As remote work normalises and CBD vacancy rates stabilise, a new cohort of commercial property players are capturing value by repositioning aging stock into mixed-use and boutique office spaces.
Perth's commercial property market is experiencing a quiet but significant realignment, and the winners are becoming clear. While major corporates continue rationalising their footprints, a distinct opportunity has emerged for developers and boutique investors willing to recalibrate their approach to office space in the CBD and key inner suburbs.
The numbers tell the story. Perth's CBD office vacancy rate has plateaued at around 18–20% over the past 18 months, a marked improvement from the 22% peaks of 2024. More tellingly, asking rents for premium A-grade stock along St Georges Terrace have stabilised at $320–$380 per square metre annually, while secondary and tertiary buildings have become the focus of aggressive repositioning strategies.
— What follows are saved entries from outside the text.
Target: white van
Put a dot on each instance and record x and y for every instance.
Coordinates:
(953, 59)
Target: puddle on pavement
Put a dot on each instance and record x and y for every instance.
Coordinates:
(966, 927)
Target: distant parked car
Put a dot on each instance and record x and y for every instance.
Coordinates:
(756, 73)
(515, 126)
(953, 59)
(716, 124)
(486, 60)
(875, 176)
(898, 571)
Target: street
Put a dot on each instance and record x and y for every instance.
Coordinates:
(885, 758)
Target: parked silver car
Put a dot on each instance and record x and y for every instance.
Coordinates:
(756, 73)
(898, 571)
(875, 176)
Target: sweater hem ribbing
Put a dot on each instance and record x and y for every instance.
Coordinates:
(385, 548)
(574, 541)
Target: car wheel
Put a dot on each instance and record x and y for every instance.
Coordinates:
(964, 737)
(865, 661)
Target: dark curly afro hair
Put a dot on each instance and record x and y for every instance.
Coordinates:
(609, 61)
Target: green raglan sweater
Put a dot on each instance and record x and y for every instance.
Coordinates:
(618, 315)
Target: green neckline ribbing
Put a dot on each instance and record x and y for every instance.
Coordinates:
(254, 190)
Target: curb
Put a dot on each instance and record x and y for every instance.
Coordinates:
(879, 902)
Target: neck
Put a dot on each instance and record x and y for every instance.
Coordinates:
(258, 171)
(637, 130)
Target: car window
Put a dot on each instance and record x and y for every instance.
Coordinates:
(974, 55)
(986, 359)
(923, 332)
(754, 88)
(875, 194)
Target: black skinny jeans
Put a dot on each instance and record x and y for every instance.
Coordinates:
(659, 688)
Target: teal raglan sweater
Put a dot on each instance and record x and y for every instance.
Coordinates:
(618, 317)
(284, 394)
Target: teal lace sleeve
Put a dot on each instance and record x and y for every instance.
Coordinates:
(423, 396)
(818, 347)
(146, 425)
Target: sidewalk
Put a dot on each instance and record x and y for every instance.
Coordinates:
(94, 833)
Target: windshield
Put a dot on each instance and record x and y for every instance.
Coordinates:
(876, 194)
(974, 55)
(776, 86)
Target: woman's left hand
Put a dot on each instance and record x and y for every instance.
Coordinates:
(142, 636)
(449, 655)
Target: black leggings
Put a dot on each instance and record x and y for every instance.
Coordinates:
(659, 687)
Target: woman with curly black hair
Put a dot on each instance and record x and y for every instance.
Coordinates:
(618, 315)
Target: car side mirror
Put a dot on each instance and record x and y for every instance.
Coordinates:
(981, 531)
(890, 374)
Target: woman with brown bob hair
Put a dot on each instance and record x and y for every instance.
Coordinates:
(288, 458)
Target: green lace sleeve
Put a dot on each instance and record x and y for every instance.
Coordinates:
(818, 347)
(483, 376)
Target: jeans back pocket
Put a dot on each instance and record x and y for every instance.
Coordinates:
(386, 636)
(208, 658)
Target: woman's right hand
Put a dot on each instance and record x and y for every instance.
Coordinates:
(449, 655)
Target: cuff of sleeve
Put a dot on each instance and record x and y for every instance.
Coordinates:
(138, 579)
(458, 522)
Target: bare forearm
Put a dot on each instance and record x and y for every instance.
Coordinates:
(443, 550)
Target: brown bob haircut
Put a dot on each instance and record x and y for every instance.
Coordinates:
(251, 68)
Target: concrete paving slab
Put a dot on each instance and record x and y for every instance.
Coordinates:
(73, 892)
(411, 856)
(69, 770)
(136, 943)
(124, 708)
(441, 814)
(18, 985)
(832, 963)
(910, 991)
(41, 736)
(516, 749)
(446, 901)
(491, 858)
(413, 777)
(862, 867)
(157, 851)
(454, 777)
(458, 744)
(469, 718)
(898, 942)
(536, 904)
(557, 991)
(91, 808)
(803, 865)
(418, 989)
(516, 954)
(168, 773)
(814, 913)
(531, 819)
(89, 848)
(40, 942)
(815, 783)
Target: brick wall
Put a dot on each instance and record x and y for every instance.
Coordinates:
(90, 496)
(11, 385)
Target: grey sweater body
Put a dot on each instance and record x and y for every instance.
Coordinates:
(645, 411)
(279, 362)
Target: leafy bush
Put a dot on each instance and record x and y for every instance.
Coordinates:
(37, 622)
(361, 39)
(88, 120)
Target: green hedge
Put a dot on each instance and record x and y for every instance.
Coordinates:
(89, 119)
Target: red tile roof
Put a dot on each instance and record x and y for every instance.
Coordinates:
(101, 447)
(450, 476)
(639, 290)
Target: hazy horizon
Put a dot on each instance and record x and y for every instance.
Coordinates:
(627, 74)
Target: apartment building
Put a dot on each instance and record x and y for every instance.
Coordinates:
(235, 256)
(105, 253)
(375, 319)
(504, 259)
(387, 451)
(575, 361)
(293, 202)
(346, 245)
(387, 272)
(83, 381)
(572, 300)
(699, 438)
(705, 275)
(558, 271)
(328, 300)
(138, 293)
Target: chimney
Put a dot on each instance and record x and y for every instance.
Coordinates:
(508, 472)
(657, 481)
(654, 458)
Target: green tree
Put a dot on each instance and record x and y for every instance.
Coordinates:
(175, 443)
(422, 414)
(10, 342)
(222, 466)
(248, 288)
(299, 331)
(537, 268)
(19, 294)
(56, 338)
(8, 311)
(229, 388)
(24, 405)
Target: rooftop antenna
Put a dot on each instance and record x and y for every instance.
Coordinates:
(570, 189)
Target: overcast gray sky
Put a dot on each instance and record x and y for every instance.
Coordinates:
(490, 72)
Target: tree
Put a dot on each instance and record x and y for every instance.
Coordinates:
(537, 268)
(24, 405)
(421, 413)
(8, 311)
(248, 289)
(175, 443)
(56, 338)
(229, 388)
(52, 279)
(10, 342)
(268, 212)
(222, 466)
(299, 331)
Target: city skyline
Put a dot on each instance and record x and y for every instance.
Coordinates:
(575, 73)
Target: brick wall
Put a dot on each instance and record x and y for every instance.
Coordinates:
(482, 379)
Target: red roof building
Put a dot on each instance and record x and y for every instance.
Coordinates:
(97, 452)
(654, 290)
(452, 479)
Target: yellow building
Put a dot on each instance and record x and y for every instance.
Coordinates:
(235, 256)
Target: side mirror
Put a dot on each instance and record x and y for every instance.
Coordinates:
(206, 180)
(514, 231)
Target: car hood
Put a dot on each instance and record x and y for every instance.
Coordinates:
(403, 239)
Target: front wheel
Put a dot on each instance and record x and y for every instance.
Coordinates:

This is where the real opportunity lies. Developers are moving decisively into the conversion space, particularly across Northbridge and East Perth, where aging commercial stock commands lower acquisition costs. The transformation of warehouse and low-grade office precincts into mixed-use developments—combining compact, flexible office suites with hospitality, co-working, and residential components—has proven remarkably resilient. Several schemes across James Street and Rae Street have achieved pre-leasing rates exceeding 65% before completion.
Advertisement
The investor class has noticed. Mid-market players, many backed by superannuation funds and institutional capital seeking yield in a lower-interest-rate environment, are actively acquiring $15–$40 million portfolios of secondary office buildings. These buyers are not chasing trophy assets; they're targeting 4–5.5% yields underpinned by long-term demographic growth and the structural shift toward distributed, flexible working arrangements.
What's particularly intriguing is the emergence of Perth-based operators capturing this wave. Local property groups with deep knowledge of the West Australian market are outpacing eastern seaboard competitors in assembling smaller lots and repositioning them quickly. Their advantage: understanding local corporate demand patterns and maintaining relationships with the mid-market tenancy base that major institutional players often overlook.
The South Perth and Como office markets are also showing green shoots, with several historic commercial buildings now being converted to creative agency space and boutique professional services offices. Rents here range from $200–$280 per square metre, providing meaningful cost arbitrage for knowledge-based businesses relocating from the CBD.
For investors and developers, the lesson is clear: the era of speculative office construction has passed, but the era of intelligent, purpose-driven repositioning is well underway. Perth's commercial property market is no longer about scale; it's about nuance, flexibility, and understanding what tenants actually want post-pandemic. Those already in motion are reaping the rewards.
This article was compiled by AI and screened before publishing. See our editorial standards.